The reunited duo woodshedded new material with their producer, Michael Clarke, taking these nascent song ideas to the stage, and then working on them some more. “There was this extra layer of aggression and energy we’d discovered from playing live that wanted to inject back into the studio tracks,” continues Joe. “Lockdown allowed us the time to really develop this material. We’re coming into it with a big box of songs and ideas we’ve been able to crack on with.”

They’ve honed that early burst of inspiration into a killer setlist, and developed a sound like no other, drawing disparate influences like Sleaford Mods’ bleakly hilarious bark, the intense power of Tom Waits-esque gospel, the healing power of soul and the electric charge of rock into something new. Something ecstatic, painful, truthful and real.

‘This Here Ain’t Water’ is, Joe says, “about mental health, and addiction, and the way the media criticises the working class, and the way all this stuff is forced on people. It’s thinking about how everything’s shit, and using that to egg yourself on.” Their rousing anthem ‘Shithouse’, meanwhile, is “a self-lament. It’s about a breakdown. It’s addressed to myself – or to the sky, I suppose – like, ‘I thought I was getting better!’” But there’s a wider theme there, too, “relating this personal depression I’ve experienced to what this country is going through. We’re all so divided right now, at odds, depressed with each other. As well as an economic depression, Britain is going through a social depression. And ‘Shithouse’ ties that personal depression into the social depression.”
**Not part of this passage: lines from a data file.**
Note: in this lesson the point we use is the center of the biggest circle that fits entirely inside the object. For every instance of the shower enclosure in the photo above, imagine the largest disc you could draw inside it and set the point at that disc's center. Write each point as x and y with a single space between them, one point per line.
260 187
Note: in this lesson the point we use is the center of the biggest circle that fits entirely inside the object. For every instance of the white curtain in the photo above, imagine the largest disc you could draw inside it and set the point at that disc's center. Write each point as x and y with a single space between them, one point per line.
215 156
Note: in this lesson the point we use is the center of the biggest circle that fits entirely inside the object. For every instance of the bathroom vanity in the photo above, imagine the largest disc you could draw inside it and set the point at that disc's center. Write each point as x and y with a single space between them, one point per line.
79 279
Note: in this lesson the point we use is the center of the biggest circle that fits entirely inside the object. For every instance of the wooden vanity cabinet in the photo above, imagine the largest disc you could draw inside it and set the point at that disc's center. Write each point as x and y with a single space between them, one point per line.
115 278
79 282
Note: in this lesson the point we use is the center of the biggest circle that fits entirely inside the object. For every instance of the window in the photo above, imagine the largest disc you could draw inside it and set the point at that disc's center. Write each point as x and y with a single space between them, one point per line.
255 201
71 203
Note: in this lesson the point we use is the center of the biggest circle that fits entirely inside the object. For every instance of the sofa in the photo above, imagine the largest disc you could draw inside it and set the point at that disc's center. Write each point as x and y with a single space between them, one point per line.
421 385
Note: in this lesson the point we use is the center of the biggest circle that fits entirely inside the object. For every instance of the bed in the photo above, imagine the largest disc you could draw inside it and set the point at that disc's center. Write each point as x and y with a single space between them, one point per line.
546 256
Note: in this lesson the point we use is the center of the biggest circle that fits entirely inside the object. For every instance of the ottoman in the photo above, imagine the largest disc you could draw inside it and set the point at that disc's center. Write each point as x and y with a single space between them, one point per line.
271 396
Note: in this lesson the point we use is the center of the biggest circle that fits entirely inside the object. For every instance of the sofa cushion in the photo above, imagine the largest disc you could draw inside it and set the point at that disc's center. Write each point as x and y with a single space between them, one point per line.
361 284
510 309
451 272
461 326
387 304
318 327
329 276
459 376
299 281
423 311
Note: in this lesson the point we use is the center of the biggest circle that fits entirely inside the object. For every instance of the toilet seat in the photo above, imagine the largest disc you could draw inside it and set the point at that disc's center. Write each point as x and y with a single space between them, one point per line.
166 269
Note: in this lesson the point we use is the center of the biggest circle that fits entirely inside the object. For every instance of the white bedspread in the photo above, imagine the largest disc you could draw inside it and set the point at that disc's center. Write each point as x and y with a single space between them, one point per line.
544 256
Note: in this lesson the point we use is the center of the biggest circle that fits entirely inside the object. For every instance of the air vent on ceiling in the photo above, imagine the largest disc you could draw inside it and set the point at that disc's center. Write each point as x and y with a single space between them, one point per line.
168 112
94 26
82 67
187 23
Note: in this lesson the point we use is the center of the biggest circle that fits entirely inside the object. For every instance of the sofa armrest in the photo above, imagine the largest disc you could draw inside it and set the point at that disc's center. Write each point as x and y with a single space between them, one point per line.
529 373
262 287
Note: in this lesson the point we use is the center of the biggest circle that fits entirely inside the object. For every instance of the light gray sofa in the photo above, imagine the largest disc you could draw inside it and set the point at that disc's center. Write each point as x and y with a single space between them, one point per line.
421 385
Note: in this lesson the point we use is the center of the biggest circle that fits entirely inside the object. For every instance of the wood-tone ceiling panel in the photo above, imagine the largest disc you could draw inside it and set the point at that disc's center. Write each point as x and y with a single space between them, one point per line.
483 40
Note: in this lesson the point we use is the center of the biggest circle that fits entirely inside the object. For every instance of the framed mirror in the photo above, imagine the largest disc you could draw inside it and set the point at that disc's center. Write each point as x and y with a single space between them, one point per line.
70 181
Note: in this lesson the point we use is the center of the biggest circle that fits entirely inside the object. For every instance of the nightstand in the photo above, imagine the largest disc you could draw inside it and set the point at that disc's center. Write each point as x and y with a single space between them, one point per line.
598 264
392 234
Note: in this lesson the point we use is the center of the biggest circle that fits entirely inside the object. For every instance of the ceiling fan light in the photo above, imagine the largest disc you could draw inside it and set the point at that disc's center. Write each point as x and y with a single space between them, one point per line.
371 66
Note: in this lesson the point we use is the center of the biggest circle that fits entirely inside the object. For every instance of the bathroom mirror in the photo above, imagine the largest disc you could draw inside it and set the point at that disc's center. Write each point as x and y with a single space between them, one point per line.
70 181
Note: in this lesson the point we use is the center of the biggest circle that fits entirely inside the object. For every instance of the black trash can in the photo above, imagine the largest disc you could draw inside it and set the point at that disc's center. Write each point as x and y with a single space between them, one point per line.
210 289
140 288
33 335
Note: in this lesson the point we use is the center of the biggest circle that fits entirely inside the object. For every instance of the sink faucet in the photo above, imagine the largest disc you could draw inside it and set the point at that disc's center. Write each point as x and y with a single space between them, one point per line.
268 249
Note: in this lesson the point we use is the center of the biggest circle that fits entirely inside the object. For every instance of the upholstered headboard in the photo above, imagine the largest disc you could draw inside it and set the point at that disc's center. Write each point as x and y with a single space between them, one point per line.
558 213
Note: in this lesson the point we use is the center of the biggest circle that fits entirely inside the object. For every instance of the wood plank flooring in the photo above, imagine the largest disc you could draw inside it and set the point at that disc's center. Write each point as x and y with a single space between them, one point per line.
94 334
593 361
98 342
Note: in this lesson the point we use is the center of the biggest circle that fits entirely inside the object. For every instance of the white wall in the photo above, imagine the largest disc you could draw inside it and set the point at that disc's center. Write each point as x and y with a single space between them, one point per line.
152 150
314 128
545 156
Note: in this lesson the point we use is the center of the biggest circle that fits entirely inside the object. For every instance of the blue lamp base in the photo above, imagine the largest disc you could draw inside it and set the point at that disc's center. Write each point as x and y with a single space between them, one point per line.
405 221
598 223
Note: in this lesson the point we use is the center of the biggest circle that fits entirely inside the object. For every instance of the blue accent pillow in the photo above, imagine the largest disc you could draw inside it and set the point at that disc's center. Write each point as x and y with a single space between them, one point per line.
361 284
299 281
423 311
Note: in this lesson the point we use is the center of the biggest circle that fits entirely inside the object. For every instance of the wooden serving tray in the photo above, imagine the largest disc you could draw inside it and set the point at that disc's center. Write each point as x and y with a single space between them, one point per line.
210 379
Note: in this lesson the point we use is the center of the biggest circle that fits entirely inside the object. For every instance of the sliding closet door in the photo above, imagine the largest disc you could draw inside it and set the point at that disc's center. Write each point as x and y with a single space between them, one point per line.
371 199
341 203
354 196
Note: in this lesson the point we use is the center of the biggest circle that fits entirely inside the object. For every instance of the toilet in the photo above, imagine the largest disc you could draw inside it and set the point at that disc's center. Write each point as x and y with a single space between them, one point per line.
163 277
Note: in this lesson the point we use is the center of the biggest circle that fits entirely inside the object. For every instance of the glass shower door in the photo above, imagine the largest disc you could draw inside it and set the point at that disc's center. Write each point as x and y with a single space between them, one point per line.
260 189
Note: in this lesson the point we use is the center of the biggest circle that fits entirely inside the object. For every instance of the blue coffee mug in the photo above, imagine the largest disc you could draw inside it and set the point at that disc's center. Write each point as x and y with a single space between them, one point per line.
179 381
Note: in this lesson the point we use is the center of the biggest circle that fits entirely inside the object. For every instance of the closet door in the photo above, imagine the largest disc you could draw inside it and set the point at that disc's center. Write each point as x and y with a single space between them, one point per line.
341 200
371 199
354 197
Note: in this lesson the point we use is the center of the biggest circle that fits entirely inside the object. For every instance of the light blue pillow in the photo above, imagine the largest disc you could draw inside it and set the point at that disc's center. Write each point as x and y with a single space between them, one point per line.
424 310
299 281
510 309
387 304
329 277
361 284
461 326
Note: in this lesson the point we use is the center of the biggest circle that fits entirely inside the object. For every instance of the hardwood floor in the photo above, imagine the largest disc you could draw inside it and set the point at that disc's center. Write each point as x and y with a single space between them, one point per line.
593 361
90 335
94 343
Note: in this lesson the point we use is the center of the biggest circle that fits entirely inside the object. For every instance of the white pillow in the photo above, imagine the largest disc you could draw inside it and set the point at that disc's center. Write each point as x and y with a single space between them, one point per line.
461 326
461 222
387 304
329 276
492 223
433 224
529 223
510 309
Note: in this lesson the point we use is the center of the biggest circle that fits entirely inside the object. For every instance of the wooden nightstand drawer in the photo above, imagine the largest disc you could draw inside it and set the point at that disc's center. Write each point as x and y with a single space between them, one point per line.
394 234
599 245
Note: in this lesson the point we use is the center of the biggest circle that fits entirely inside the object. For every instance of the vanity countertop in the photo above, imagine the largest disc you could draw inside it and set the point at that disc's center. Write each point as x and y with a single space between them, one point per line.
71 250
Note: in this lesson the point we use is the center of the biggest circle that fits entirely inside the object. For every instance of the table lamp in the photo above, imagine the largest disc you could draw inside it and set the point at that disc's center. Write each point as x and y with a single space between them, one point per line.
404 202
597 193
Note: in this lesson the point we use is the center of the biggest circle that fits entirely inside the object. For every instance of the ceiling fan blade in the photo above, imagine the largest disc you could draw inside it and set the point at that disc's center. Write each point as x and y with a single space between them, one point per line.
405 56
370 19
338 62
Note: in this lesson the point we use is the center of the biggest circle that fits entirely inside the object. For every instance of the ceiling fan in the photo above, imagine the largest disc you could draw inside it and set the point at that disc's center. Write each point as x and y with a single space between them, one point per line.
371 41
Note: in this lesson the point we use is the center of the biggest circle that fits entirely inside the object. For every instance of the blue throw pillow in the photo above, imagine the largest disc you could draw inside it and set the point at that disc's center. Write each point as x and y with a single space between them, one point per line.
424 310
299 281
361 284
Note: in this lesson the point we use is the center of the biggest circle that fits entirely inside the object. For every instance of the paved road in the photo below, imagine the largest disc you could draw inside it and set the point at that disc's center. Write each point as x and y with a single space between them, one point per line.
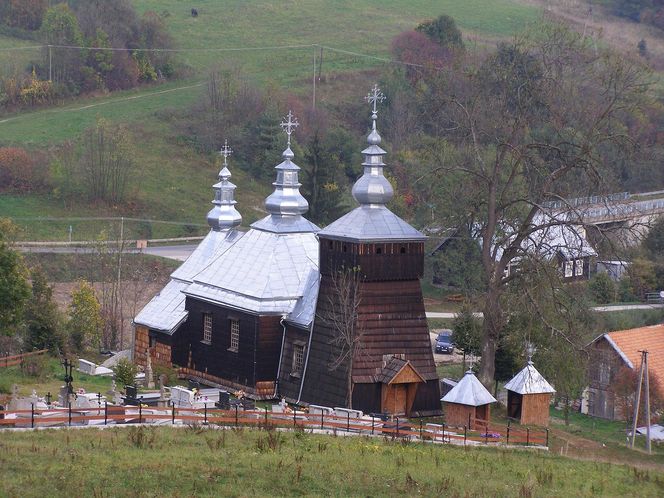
179 252
182 252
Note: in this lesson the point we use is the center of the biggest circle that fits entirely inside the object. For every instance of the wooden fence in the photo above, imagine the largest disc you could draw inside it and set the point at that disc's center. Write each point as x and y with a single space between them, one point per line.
10 361
399 428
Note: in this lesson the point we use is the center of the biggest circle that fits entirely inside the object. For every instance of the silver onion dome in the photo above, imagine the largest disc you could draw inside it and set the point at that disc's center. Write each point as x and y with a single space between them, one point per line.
372 188
223 215
286 199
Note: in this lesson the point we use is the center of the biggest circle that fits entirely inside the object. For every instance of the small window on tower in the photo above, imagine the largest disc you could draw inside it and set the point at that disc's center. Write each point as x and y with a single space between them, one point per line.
298 359
235 335
207 327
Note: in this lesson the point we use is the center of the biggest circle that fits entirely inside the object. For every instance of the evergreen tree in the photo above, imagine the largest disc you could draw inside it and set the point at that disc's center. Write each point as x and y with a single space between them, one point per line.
42 316
14 288
85 322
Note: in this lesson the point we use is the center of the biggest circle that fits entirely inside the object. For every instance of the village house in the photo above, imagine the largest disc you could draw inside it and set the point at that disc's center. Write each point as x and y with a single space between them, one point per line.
611 352
256 310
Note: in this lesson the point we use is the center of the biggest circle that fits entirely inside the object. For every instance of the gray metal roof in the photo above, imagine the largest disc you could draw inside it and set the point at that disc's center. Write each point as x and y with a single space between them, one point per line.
264 272
369 223
165 312
469 391
529 381
305 310
285 224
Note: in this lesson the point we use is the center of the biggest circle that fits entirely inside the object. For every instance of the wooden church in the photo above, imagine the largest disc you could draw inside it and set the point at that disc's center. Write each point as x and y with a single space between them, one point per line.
330 317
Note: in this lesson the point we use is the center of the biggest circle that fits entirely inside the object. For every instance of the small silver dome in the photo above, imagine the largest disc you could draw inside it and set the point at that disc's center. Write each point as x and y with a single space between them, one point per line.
223 215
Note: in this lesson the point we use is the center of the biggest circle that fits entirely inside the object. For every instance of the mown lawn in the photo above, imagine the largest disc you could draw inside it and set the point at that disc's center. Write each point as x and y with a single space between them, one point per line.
200 462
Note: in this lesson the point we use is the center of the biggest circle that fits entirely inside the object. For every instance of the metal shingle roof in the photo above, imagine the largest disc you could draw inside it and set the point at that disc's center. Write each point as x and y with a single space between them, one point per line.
371 222
469 391
264 272
166 310
529 381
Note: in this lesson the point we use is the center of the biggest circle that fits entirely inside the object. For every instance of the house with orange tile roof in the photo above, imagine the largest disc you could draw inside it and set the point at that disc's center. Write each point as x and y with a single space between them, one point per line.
614 350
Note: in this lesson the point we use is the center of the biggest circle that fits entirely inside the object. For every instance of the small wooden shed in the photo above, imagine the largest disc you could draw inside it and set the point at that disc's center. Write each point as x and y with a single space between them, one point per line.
529 397
468 401
399 381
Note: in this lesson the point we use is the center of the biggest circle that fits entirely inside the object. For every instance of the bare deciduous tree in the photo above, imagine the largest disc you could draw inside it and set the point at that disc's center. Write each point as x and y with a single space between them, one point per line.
342 316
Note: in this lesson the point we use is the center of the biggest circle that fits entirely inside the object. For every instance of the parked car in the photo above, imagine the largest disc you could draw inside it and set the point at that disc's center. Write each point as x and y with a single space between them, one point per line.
444 342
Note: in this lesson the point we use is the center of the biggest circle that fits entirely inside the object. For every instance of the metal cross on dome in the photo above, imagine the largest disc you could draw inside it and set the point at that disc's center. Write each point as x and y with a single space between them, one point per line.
225 152
375 96
290 125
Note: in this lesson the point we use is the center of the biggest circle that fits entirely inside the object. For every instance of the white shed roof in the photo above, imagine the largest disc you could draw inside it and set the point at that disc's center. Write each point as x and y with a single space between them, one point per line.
529 381
469 391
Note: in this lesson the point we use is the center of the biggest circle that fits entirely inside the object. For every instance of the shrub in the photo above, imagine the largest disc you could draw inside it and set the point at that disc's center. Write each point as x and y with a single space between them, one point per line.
125 372
16 169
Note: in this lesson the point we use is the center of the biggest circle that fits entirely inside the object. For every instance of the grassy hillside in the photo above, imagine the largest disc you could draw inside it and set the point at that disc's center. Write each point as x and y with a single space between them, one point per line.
170 170
199 462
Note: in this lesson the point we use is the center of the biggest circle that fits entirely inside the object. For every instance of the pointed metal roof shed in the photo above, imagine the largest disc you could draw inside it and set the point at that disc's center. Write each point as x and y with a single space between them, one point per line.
529 381
469 391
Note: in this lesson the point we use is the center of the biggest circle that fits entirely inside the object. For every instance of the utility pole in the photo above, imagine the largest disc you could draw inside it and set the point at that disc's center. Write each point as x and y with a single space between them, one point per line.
313 100
118 293
643 372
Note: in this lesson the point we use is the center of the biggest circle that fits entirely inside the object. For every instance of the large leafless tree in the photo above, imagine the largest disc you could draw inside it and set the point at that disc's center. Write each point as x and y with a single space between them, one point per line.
539 120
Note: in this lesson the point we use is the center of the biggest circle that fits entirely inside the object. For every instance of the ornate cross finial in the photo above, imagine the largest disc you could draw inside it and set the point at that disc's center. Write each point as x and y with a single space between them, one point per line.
225 152
375 96
290 125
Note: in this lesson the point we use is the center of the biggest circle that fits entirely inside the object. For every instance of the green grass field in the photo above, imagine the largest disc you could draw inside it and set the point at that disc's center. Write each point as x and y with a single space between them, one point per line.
203 462
169 170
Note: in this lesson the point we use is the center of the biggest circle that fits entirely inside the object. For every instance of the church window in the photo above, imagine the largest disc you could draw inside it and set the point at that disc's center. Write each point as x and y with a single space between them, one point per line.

Then there’s new single ‘Desperate Breakfast’. “It’s about getting up and going to work and having to force a meal down before you go and spend a day doing something you don’t want to do for someone who doesn’t respect you,” Joe grins. “We’re not one of those bands who deals in false hope. It’s an emotional reaction to a situation that is shit. This song is about it being shit. They’ll tell us it’s ‘character building’. But that doesn’t make it right.”

“We’re not into sloganeering,” says Callum. “That sort of thing cheapens everything.” Joe nods in agreement. “We’re trying to explore the universal through the personal,” he adds. “People are still blind to class issues. Really, these are human issues. I’m not saying I have any answers – our songs are reactive. They’re loud, and they’re fun, and they’re honest and emotional.”

This is serious stuff, but it’s delivered with searing focus and a sense of song that sends this music skywards, that lifts us all up. Big Special are a band who sing the truth – a radical proposition in 2023, perhaps, but that’s the game they’re playing. You can’t always get what you want – but Big Special are delivering what you need.

“I just wanted to make something pure, honest, with real heart,” says Joe, finally.

Thus far the duo can call “Mission Accomplished” on that aim. All that’s left now is to win over the hearts and minds of a nation starving for what Big Special have in store. Listen to these tunes, look into their eyes, feel the fire burning within this music: the doubters don’t have a chance.